Living on the road is a dream many people share, even if you only live vicariously through YouTube. It's fun to see how people manage daily life, living out of small spaces while roaming the countryside. Adding children into the mix creates a whole new set of challenges, but in the case of this family of five, it seems they've adjusted just fine.
Starting with the right vehicle makes all the difference. In this case, a military surplus 1998 Stewart and Stevenson M1088 semi-truck tractor. Originally configured as a dump truck, it has a tyre inflation system and is more than up to the challenge of toting the around 11,800-kilogram living space across all sorts of terrain. These diesel-powered trucks are practically unstoppable. In this case, the M1088 is limited only by its 208-liter fuel tank and 50 mph top speed.
The interior is a marvel, with two slideout sections to double the living space. It features a pass-through to the cab. Windows and skylights make the interior feel airy and light, aided by the whitewashed plywood walls. The kitchen includes a sink, a small refrigerator, and a four-burner stove. Both the couch and dining area convert into beds. In the back, there are two bunk beds and storage for books, clothes, and school supplies.
Fully provisioned with food and 246 liters of water, the family can live for over a week off the grid.

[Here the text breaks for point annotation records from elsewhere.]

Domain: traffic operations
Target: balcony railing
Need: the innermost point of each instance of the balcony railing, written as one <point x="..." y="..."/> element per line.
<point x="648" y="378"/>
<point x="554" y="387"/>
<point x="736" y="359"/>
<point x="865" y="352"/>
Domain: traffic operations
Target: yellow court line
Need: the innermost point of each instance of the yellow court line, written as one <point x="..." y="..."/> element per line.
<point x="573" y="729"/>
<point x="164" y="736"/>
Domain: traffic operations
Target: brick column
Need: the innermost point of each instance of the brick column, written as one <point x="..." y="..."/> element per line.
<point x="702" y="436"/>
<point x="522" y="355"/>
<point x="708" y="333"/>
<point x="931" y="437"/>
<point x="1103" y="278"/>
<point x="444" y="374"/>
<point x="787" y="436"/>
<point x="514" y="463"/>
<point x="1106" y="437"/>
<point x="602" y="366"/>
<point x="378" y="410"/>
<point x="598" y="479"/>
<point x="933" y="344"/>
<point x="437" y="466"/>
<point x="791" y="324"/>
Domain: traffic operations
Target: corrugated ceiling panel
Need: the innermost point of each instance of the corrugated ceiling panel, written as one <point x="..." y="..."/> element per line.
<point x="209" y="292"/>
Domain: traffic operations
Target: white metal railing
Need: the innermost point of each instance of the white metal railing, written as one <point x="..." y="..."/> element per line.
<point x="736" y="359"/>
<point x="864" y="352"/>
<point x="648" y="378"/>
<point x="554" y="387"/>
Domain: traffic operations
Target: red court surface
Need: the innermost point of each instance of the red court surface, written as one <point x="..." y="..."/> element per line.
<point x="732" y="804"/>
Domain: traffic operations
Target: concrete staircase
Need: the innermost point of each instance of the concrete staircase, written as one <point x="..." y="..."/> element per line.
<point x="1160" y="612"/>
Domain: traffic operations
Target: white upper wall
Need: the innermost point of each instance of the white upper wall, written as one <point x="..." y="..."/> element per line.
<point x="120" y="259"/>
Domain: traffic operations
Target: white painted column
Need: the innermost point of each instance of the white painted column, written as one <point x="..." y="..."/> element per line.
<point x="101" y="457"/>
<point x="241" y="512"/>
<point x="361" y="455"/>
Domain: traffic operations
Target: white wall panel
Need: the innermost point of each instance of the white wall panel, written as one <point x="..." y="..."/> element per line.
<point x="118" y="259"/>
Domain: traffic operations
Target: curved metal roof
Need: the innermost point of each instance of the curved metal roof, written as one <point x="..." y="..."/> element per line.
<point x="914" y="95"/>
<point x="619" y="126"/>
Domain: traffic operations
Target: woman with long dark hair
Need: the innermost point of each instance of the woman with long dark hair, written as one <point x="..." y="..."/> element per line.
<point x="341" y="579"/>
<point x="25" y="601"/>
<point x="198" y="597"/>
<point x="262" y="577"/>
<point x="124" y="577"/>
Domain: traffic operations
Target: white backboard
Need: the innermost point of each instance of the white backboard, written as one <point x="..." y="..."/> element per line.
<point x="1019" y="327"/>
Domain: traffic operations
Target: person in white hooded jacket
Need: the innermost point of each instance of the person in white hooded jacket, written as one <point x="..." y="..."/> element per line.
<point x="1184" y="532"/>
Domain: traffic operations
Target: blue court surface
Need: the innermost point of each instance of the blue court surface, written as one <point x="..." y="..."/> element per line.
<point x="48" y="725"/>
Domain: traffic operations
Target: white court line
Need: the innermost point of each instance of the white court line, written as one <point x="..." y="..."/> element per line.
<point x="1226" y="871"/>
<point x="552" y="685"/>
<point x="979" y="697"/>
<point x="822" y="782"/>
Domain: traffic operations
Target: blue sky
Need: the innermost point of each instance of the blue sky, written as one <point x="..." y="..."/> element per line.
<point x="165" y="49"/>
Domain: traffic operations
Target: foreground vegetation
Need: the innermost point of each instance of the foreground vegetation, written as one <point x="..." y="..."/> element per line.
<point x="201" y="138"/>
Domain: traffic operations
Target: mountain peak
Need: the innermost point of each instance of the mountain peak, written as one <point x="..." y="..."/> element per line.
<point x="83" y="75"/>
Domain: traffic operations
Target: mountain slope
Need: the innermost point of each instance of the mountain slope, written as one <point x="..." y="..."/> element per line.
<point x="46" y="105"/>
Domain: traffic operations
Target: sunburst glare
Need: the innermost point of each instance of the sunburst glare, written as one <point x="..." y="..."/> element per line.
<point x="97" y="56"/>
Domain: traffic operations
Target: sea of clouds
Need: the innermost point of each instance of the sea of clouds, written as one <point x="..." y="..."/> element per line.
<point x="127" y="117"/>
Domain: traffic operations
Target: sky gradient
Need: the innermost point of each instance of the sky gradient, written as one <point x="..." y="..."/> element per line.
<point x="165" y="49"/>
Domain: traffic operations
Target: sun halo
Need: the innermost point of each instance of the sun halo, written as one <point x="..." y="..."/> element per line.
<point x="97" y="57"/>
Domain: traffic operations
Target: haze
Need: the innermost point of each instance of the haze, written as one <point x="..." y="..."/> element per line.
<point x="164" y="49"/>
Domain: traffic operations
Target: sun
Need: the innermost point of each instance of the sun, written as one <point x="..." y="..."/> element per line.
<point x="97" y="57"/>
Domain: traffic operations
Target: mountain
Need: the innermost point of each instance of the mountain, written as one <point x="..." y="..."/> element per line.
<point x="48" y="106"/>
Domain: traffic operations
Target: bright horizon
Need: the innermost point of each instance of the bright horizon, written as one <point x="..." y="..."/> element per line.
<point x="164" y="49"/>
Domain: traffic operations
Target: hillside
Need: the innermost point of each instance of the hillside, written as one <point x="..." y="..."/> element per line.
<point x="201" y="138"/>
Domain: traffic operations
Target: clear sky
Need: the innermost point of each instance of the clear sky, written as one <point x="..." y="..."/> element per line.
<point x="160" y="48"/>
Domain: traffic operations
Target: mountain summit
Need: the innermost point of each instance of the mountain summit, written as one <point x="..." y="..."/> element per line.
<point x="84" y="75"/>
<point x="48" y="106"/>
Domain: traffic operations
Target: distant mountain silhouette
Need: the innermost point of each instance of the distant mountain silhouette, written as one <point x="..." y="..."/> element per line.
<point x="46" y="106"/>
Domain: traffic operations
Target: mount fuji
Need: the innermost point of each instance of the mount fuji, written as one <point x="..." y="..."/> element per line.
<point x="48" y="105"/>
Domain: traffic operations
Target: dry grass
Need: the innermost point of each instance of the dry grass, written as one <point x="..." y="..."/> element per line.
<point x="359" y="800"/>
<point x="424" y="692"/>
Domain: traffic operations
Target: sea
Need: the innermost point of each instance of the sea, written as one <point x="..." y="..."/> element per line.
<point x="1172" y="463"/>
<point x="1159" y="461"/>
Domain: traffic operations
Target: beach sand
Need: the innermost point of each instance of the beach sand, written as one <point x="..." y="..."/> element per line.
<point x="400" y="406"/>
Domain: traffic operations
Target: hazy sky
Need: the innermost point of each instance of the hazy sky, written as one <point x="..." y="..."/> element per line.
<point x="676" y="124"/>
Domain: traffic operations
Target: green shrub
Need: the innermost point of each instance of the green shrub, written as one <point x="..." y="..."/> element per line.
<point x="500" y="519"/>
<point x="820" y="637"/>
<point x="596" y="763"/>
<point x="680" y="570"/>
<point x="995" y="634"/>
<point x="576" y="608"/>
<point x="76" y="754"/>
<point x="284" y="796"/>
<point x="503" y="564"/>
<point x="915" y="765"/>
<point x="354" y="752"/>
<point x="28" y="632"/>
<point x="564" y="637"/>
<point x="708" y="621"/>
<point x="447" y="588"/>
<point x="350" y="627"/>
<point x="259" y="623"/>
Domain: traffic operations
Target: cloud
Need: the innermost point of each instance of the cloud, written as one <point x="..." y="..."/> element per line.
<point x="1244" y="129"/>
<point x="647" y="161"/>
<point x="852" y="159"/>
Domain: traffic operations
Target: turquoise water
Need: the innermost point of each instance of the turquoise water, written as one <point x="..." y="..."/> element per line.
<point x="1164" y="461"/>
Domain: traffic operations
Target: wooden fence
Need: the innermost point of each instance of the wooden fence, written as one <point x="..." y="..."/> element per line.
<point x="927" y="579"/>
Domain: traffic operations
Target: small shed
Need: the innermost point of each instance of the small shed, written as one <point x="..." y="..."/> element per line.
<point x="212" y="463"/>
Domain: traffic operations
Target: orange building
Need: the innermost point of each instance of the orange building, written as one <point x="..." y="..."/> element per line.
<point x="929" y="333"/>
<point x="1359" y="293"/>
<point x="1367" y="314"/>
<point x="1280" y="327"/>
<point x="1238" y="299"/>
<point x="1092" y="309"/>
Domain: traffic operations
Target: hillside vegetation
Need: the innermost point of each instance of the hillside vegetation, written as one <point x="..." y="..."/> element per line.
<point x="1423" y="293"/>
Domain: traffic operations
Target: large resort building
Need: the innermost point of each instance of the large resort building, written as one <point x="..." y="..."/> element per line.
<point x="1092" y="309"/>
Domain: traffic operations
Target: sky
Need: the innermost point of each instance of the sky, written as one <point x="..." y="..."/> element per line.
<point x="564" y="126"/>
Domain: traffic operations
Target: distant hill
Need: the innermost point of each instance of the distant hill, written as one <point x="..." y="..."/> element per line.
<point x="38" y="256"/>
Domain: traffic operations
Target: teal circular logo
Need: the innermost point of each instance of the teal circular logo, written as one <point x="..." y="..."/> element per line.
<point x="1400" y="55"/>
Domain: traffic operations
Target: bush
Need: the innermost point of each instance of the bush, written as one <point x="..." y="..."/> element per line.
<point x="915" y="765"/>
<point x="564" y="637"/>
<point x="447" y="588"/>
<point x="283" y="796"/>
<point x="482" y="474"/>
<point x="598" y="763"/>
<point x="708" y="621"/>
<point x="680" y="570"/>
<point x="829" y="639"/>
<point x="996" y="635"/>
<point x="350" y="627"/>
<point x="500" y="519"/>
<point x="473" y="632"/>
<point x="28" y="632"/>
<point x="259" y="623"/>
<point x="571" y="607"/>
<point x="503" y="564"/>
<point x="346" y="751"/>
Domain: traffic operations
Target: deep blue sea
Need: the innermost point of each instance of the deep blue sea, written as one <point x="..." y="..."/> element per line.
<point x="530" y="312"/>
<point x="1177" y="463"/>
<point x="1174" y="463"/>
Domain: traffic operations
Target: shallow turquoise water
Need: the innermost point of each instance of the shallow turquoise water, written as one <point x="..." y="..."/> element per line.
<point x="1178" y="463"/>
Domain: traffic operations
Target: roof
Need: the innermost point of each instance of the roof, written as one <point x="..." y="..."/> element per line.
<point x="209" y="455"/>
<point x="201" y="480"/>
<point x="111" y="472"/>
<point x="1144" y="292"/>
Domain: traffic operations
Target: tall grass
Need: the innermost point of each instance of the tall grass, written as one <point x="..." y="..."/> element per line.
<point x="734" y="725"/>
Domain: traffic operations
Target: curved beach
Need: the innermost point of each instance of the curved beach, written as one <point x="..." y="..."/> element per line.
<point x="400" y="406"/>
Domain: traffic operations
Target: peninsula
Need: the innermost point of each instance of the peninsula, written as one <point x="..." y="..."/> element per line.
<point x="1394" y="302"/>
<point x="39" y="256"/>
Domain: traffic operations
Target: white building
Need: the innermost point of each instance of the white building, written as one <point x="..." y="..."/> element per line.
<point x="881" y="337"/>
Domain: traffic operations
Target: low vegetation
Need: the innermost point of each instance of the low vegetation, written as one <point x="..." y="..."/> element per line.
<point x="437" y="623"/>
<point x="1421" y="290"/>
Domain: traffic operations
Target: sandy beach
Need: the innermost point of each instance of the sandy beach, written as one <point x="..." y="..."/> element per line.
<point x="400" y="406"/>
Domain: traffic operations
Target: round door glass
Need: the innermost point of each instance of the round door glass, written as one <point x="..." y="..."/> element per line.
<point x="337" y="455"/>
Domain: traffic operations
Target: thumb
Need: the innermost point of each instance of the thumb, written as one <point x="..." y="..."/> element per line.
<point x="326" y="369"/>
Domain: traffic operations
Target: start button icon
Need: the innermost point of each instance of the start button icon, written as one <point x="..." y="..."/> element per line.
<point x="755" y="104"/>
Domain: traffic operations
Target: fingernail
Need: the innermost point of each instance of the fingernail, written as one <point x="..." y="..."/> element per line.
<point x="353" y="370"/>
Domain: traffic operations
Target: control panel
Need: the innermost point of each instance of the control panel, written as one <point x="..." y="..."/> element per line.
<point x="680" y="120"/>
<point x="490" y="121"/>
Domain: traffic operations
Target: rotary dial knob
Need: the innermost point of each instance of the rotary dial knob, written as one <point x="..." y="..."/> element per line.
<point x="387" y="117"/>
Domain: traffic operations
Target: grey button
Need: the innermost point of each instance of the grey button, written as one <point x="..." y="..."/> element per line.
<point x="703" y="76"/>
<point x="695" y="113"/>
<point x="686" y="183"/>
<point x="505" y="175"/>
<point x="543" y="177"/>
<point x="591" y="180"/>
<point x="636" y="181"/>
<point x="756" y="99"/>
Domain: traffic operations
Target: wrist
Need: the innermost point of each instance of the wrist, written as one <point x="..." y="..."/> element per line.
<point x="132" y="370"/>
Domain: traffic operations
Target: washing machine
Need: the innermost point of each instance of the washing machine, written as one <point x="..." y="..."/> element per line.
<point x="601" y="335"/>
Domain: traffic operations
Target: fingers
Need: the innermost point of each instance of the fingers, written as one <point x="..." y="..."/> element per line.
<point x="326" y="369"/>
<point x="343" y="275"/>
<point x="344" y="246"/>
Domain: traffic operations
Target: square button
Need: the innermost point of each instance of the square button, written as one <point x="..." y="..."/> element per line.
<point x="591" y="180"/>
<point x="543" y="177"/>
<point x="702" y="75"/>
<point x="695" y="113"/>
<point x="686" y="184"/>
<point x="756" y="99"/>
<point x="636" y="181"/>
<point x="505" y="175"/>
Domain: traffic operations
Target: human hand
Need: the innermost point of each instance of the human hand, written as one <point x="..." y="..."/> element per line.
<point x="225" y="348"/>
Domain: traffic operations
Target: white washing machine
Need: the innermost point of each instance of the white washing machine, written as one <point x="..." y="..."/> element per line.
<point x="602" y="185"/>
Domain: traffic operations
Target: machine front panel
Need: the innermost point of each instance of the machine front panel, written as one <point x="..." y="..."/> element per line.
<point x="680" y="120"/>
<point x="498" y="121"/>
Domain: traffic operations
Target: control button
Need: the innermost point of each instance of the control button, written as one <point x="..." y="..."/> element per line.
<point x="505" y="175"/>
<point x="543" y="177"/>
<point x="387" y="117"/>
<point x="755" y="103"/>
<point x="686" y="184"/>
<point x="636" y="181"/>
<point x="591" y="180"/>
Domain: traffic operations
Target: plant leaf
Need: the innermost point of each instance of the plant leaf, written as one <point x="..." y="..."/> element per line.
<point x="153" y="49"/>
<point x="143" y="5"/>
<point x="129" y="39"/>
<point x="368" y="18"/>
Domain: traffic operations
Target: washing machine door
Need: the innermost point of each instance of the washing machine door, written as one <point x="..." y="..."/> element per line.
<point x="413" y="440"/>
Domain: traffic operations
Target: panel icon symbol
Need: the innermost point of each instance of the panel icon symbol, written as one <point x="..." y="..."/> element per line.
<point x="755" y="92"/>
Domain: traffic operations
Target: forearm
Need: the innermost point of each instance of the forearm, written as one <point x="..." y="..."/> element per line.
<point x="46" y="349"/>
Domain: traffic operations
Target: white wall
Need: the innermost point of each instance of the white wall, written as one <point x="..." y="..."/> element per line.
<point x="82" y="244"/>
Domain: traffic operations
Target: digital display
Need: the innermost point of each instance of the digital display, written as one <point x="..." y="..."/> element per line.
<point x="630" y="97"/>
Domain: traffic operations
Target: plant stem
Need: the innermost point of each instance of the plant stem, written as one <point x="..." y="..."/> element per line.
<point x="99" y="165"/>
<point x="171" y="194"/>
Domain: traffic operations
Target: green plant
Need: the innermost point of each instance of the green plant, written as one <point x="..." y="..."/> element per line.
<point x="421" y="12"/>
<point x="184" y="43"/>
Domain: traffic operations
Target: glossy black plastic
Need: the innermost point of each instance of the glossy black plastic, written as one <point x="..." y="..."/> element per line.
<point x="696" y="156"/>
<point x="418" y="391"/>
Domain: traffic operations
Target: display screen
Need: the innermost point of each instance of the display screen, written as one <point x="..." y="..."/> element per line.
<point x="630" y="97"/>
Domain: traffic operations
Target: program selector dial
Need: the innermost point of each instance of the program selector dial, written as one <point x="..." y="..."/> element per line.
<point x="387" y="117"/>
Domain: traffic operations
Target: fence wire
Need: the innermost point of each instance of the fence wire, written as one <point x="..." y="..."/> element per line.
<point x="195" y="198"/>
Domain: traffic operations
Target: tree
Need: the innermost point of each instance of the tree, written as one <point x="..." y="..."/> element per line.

A diesel heater warms the inside of the truck cab, living space, and an outdoor shower. Batteries provide 600 amp hours of electricity, recharged from a 2,600-watt solar array.
Rather than squeeze everything into the living space, the family uses a trailer to store food, tools, bicycles, and other supplies. Like the living space, the family built the trailer, saving money by doing the work themselves. Where possible, they used free, reclaimed, or recycled materials, including barn wood, to save money.
All in all, it cost £65,400 to buy the truck, trailer, equipment, and building materials. The family sold their house and used the proceeds to pay for everything. For the five of them, this is not a vacation. It's real living, including laundry, cooking, and home-schooling. But they have no regrets, seeing this opportunity as an investment in their family.